Not - yet – a GIANT Robot, but a Robot nevertheless.

Well, we have been waiting for one of those to turn up ever since we noticed the story title in the Radio Times.

Interestingly, then, and perhaps because she might be slightly more familiar with the audience than the new Doctor is at this point – after all there was still the risk that nobody would actually give much of a damn about this wildly eccentric NotPertwee yet – it is Sarah who gets to feature in the first cliffhanger of the series as the eponymous Robot is finally revealed, although not, as yet, in all its full-frontal magnificent glory.

We do get a glimpse of its massively impressive head, burning brightly red with internal lamps and polished to the very shiniest of sheens that makes even Jellicoe’s pale in comparison.

And, in that “Point Of View” effect we’ve already seen several people murdered to, we close on a close up of Sarah’s face as the killer Robot – for with this effect we realise this must be so - closes in on her…

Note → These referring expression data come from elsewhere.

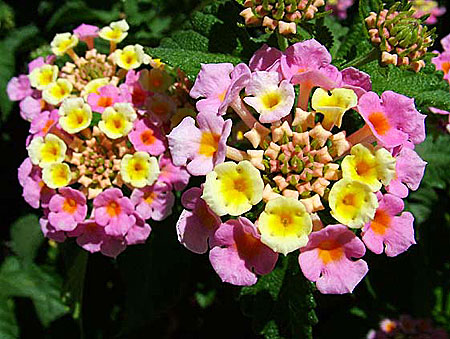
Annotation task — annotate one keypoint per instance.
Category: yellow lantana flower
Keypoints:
(47, 150)
(57, 91)
(284, 225)
(56, 175)
(131, 57)
(369, 167)
(75, 115)
(352, 203)
(115, 32)
(117, 121)
(63, 42)
(333, 106)
(41, 77)
(233, 188)
(139, 169)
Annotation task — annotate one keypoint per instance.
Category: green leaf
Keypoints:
(281, 303)
(8, 323)
(41, 285)
(26, 237)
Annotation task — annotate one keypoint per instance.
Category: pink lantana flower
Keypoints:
(238, 255)
(139, 232)
(49, 231)
(203, 147)
(153, 202)
(147, 137)
(19, 88)
(93, 238)
(212, 84)
(327, 259)
(197, 223)
(114, 212)
(393, 120)
(266, 59)
(44, 122)
(409, 169)
(30, 108)
(271, 98)
(396, 233)
(35, 192)
(442, 63)
(176, 177)
(107, 97)
(67, 209)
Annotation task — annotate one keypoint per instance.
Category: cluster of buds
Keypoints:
(294, 179)
(284, 14)
(98, 163)
(402, 38)
(407, 327)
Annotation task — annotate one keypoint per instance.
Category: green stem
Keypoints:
(374, 54)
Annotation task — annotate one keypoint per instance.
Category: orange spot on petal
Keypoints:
(380, 122)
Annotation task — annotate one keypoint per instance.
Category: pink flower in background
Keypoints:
(396, 233)
(393, 119)
(327, 259)
(176, 177)
(200, 148)
(114, 212)
(107, 97)
(238, 255)
(147, 137)
(197, 223)
(44, 122)
(93, 238)
(139, 232)
(212, 84)
(35, 192)
(409, 169)
(153, 202)
(19, 88)
(67, 208)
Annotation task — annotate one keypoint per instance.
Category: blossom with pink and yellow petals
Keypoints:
(387, 231)
(197, 223)
(67, 208)
(409, 169)
(327, 259)
(114, 212)
(19, 88)
(204, 147)
(107, 96)
(271, 98)
(238, 255)
(44, 123)
(147, 137)
(176, 177)
(393, 119)
(153, 202)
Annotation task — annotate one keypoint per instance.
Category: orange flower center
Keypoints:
(330, 250)
(113, 209)
(147, 137)
(380, 122)
(70, 206)
(381, 222)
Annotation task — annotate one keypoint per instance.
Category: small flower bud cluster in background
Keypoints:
(98, 163)
(407, 327)
(402, 38)
(296, 180)
(281, 14)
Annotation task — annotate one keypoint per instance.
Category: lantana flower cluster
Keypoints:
(287, 169)
(407, 327)
(98, 163)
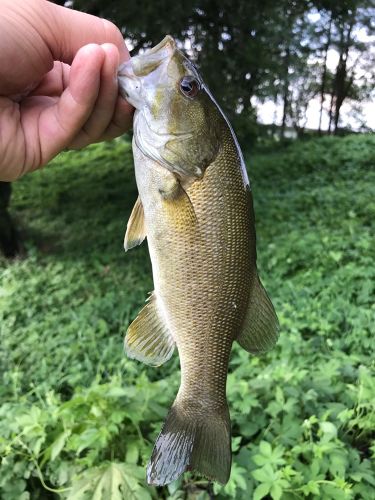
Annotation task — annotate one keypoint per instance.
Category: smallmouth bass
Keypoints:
(195, 206)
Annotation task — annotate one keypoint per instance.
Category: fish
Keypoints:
(195, 208)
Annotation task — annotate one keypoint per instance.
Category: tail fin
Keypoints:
(191, 442)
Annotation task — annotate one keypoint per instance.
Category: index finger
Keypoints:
(70, 30)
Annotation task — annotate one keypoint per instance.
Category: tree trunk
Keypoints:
(285, 92)
(324, 75)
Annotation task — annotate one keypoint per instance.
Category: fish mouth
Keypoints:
(144, 64)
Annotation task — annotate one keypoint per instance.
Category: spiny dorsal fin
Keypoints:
(136, 230)
(148, 339)
(261, 327)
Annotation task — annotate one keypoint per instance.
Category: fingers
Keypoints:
(104, 108)
(69, 30)
(111, 115)
(60, 124)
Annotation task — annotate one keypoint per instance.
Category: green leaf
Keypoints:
(58, 444)
(261, 491)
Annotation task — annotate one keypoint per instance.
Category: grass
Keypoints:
(77, 417)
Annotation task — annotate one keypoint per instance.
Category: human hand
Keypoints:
(58, 83)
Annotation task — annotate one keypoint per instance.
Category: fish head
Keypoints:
(177, 123)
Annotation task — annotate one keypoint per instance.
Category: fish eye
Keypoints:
(189, 86)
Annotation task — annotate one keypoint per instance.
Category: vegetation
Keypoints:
(289, 53)
(78, 419)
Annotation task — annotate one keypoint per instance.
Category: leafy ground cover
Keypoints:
(78, 419)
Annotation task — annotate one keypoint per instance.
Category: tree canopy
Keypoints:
(260, 50)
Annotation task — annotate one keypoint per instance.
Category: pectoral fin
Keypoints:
(261, 326)
(148, 339)
(136, 230)
(176, 201)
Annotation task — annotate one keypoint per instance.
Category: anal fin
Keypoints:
(148, 339)
(261, 327)
(136, 230)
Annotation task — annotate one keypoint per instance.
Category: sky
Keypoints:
(268, 110)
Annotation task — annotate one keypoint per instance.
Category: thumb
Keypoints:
(76, 29)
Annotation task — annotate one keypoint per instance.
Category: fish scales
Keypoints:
(195, 207)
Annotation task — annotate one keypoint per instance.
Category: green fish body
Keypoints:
(195, 207)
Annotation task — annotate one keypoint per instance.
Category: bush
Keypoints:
(78, 419)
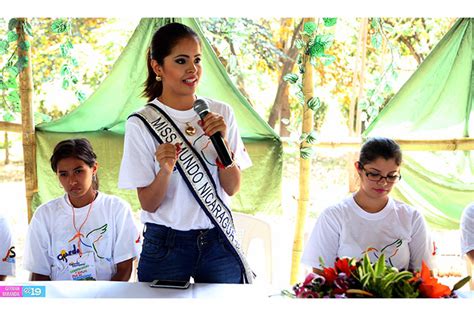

Crash in end titles on a lovely little piece of television that completely reinvents the entire world of that eleven year old institution that is Doctor Who in just twenty-two and a bit minutes.

Once upon a long ago, back in the days of video, I decided to a complete Doctor Who rewatch and, like the philistine that I am - possibly because of having just bought and watched “The Tom Baker Years” (although I can’t be certain of that) - I decided to start with Tom and close the loop – should I get there – with Jon.

And I hope you’ll agree, it’s a cracking place to start.